NASA’s first attempt to move an asteroid in space has been accomplished with the agency’s Double Asteroid Redirection Test (DART) spacecraft, which has successfully made kinetic impact with the Dimorphos asteroid.

NASA

The culmination of 10 months flying in space, and part of NASA’s overall Planetary Defense strategy, DART demonstrated the viability of protecting our planet from an Earth-bound asteroid or comet, should one be discovered.

Mission control at the Johns Hopkins Applied Physics Laboratory (APL) in Laurel, Maryland, announced the successful impact yesterday at 1914 EDT. 

“At its core, DART represents an unprecedented success for planetary defence, but it is also a mission of unity with a real benefit for all humanity,” NASA Administrator Bill Nelson said in a statement. “As NASA studies the cosmos and our home planet, we’re also working to protect that home, and this international collaboration turned science fiction into science fact, demonstrating one way to protect Earth.”

DART targeted the asteroid moonlet Dimorphos, a small body 160m in diameter that orbits a larger, 780m asteroid called Didymos.

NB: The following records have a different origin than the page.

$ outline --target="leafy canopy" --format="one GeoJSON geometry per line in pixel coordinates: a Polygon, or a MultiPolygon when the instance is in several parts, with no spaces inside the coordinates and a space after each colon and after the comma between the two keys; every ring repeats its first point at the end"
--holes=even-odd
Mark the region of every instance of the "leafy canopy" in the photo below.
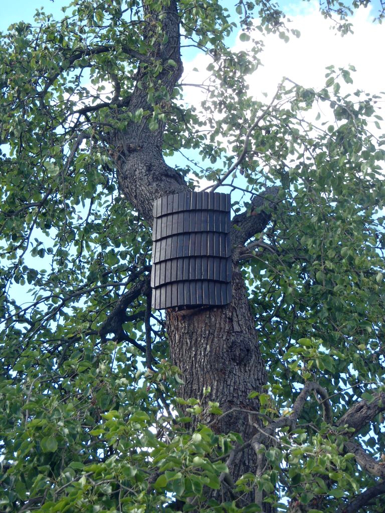
{"type": "MultiPolygon", "coordinates": [[[[150,231],[120,193],[109,138],[135,122],[166,124],[165,155],[196,150],[180,170],[190,183],[191,173],[223,180],[245,149],[226,182],[235,212],[280,186],[273,220],[242,256],[268,371],[260,413],[288,415],[311,380],[331,418],[307,401],[297,428],[266,448],[265,472],[236,490],[256,484],[280,510],[291,500],[312,513],[321,497],[322,510],[336,511],[375,480],[344,451],[343,426],[330,424],[383,380],[382,97],[342,92],[354,69],[330,67],[320,90],[284,80],[271,104],[256,102],[247,76],[263,62],[264,32],[298,35],[281,10],[240,2],[230,16],[225,3],[181,0],[182,46],[211,59],[201,108],[183,105],[179,83],[171,95],[148,86],[150,108],[125,110],[141,70],[156,84],[165,65],[149,60],[143,34],[150,26],[154,44],[165,43],[147,13],[167,3],[144,3],[74,0],[60,21],[38,11],[2,36],[1,509],[144,513],[189,498],[185,510],[259,510],[204,499],[239,437],[203,421],[220,404],[178,398],[163,319],[146,306],[150,231]],[[234,52],[228,38],[240,28],[244,50],[234,52]],[[194,433],[191,418],[202,420],[194,433]]],[[[348,8],[328,5],[348,32],[348,8]]],[[[385,441],[380,415],[371,420],[359,434],[376,456],[385,441]]]]}

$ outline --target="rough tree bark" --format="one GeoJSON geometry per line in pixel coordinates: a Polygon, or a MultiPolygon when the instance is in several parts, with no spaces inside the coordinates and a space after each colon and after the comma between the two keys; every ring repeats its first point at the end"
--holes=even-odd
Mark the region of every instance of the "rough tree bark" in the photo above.
{"type": "MultiPolygon", "coordinates": [[[[151,77],[150,67],[144,65],[137,77],[137,86],[128,109],[132,112],[142,108],[151,110],[147,102],[147,89],[152,81],[156,90],[163,88],[170,94],[180,77],[183,68],[180,56],[179,21],[175,0],[162,16],[147,11],[149,22],[162,24],[162,33],[168,36],[164,46],[151,31],[145,35],[153,49],[150,58],[163,62],[163,68],[151,77]],[[165,63],[171,59],[176,66],[165,63]],[[140,82],[140,86],[138,86],[140,82]]],[[[151,65],[149,65],[151,66],[151,65]]],[[[161,195],[189,190],[182,177],[165,163],[162,145],[164,127],[151,131],[145,120],[141,124],[131,123],[123,132],[111,137],[112,154],[121,190],[139,214],[150,224],[152,204],[161,195]]],[[[167,326],[174,363],[182,370],[184,384],[179,394],[184,398],[201,398],[205,387],[209,387],[207,400],[217,401],[227,411],[237,407],[251,411],[259,409],[257,399],[249,399],[252,390],[262,391],[265,382],[264,365],[259,351],[254,320],[247,302],[247,291],[237,266],[238,249],[253,235],[266,226],[269,216],[264,212],[247,216],[237,216],[232,232],[234,251],[232,303],[220,308],[201,308],[180,312],[169,309],[167,326]]],[[[204,420],[212,420],[206,417],[204,420]]],[[[213,428],[217,432],[235,431],[245,441],[255,434],[258,417],[237,412],[223,417],[213,428]]],[[[245,472],[255,472],[257,456],[249,448],[237,454],[231,461],[229,472],[236,481],[245,472]]],[[[213,491],[219,497],[222,492],[213,491]]],[[[231,494],[226,498],[232,498],[231,494]]],[[[245,497],[243,503],[254,502],[253,494],[245,497]]],[[[265,509],[265,511],[267,511],[265,509]]]]}

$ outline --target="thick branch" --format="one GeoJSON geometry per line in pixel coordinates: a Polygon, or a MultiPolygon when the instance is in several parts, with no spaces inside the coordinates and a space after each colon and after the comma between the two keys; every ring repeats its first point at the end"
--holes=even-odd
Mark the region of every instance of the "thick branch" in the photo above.
{"type": "Polygon", "coordinates": [[[382,494],[385,494],[385,482],[379,483],[362,492],[343,508],[342,513],[358,513],[361,508],[368,504],[372,499],[375,499],[382,494]]]}
{"type": "Polygon", "coordinates": [[[354,455],[356,461],[360,466],[372,476],[378,476],[385,479],[385,464],[382,461],[376,461],[356,442],[345,442],[344,445],[349,452],[354,455]]]}
{"type": "Polygon", "coordinates": [[[102,339],[105,339],[110,333],[113,333],[118,340],[124,339],[122,325],[128,320],[126,310],[128,305],[140,295],[145,295],[148,293],[149,284],[149,276],[147,276],[144,280],[133,285],[129,290],[120,298],[116,306],[99,330],[99,334],[102,339]]]}
{"type": "MultiPolygon", "coordinates": [[[[256,233],[261,233],[267,226],[278,201],[279,187],[267,187],[264,192],[253,200],[251,215],[244,212],[235,215],[232,221],[231,238],[233,247],[242,246],[256,233]],[[263,210],[264,207],[265,210],[263,210]]],[[[238,258],[235,252],[235,259],[238,258]]]]}
{"type": "Polygon", "coordinates": [[[367,426],[376,416],[385,411],[385,392],[379,392],[373,394],[373,400],[370,402],[362,400],[349,409],[340,419],[338,426],[348,426],[354,428],[355,433],[367,426]]]}

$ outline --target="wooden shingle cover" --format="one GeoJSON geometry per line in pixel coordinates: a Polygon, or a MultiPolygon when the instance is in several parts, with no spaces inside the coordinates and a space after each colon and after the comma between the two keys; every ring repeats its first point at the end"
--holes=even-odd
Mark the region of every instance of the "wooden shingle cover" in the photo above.
{"type": "Polygon", "coordinates": [[[226,305],[232,299],[230,195],[181,192],[154,202],[152,307],[226,305]]]}

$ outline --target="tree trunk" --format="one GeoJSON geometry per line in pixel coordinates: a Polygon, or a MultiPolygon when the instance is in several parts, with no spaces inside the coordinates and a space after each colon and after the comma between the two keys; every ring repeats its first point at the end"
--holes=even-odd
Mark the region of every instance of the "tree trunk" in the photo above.
{"type": "MultiPolygon", "coordinates": [[[[151,110],[147,101],[146,84],[151,83],[152,87],[156,84],[159,90],[166,90],[171,94],[182,73],[179,18],[174,0],[170,0],[163,14],[161,17],[163,33],[168,34],[168,41],[162,48],[153,45],[154,58],[159,58],[163,52],[177,66],[167,68],[165,64],[156,78],[151,77],[149,70],[150,74],[146,75],[145,67],[141,68],[138,77],[141,86],[136,87],[128,106],[132,113],[139,108],[151,110]]],[[[151,13],[147,15],[153,16],[151,13]]],[[[159,13],[156,16],[160,19],[159,13]]],[[[111,136],[111,154],[117,165],[121,189],[140,215],[150,225],[155,200],[163,195],[189,190],[180,175],[164,162],[162,150],[164,128],[160,125],[159,130],[151,131],[147,120],[144,119],[141,123],[129,124],[124,131],[117,131],[111,136]]],[[[262,231],[268,220],[268,215],[263,212],[251,220],[245,214],[237,217],[238,226],[232,233],[235,248],[262,231]],[[241,221],[244,223],[243,230],[240,228],[241,221]]],[[[169,342],[173,363],[183,373],[184,384],[179,391],[182,398],[200,399],[204,389],[209,387],[210,393],[204,400],[218,402],[224,411],[233,408],[258,411],[258,399],[250,399],[248,396],[253,390],[262,391],[265,383],[265,371],[247,291],[237,267],[237,252],[235,251],[234,253],[231,304],[180,311],[169,309],[167,311],[169,342]]],[[[253,424],[259,423],[257,416],[240,411],[225,415],[216,423],[215,418],[206,414],[201,420],[213,422],[213,429],[217,433],[230,431],[240,433],[245,442],[255,434],[256,427],[253,424]]],[[[199,419],[194,420],[196,423],[199,421],[199,419]]],[[[251,448],[232,458],[229,471],[234,481],[245,472],[255,473],[257,459],[255,452],[251,448]]],[[[222,498],[221,490],[212,492],[215,498],[222,498]]],[[[231,494],[226,500],[230,498],[231,494]]],[[[254,492],[251,492],[243,498],[243,505],[254,502],[255,498],[254,492]]]]}
{"type": "MultiPolygon", "coordinates": [[[[232,285],[233,300],[225,306],[167,311],[171,358],[182,372],[184,384],[179,393],[184,399],[200,399],[204,389],[209,387],[204,406],[210,401],[218,402],[224,411],[233,408],[258,411],[257,399],[248,396],[253,390],[262,390],[265,371],[246,289],[236,267],[232,285]]],[[[217,422],[215,417],[203,412],[195,422],[200,421],[213,422],[211,427],[217,433],[240,433],[244,442],[255,434],[253,423],[259,423],[256,416],[239,411],[217,422]]],[[[229,469],[233,480],[236,481],[245,472],[255,472],[257,463],[252,448],[238,453],[229,469]]],[[[215,490],[213,494],[217,495],[215,490]]],[[[218,494],[221,496],[220,490],[218,494]]],[[[243,498],[243,505],[254,500],[254,494],[249,494],[243,498]]]]}

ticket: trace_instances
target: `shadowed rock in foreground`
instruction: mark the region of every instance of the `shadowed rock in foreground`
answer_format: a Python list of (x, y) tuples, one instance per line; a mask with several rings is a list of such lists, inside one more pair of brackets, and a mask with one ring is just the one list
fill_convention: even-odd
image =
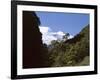
[(23, 68), (43, 67), (42, 34), (35, 12), (23, 11)]

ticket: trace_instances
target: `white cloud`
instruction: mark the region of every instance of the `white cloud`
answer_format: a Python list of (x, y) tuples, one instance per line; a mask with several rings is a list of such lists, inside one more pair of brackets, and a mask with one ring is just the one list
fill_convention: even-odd
[[(45, 26), (40, 26), (40, 32), (42, 33), (42, 40), (43, 43), (46, 43), (49, 45), (52, 40), (61, 40), (62, 37), (65, 35), (64, 32), (58, 31), (58, 32), (53, 32), (52, 29), (49, 27)], [(69, 36), (69, 39), (72, 38), (73, 36)]]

Neither asteroid poses a threat to Earth, NASA said.

The investigation team will now observe Dimorphos using ground-based telescopes to confirm that DART’s impact altered the asteroid’s orbit around Didymos, which is one of the primary purposes of the full-scale test. Researchers expect the impact to shorten Dimorphos’ orbit by about one per cent, or roughly 10 minutes.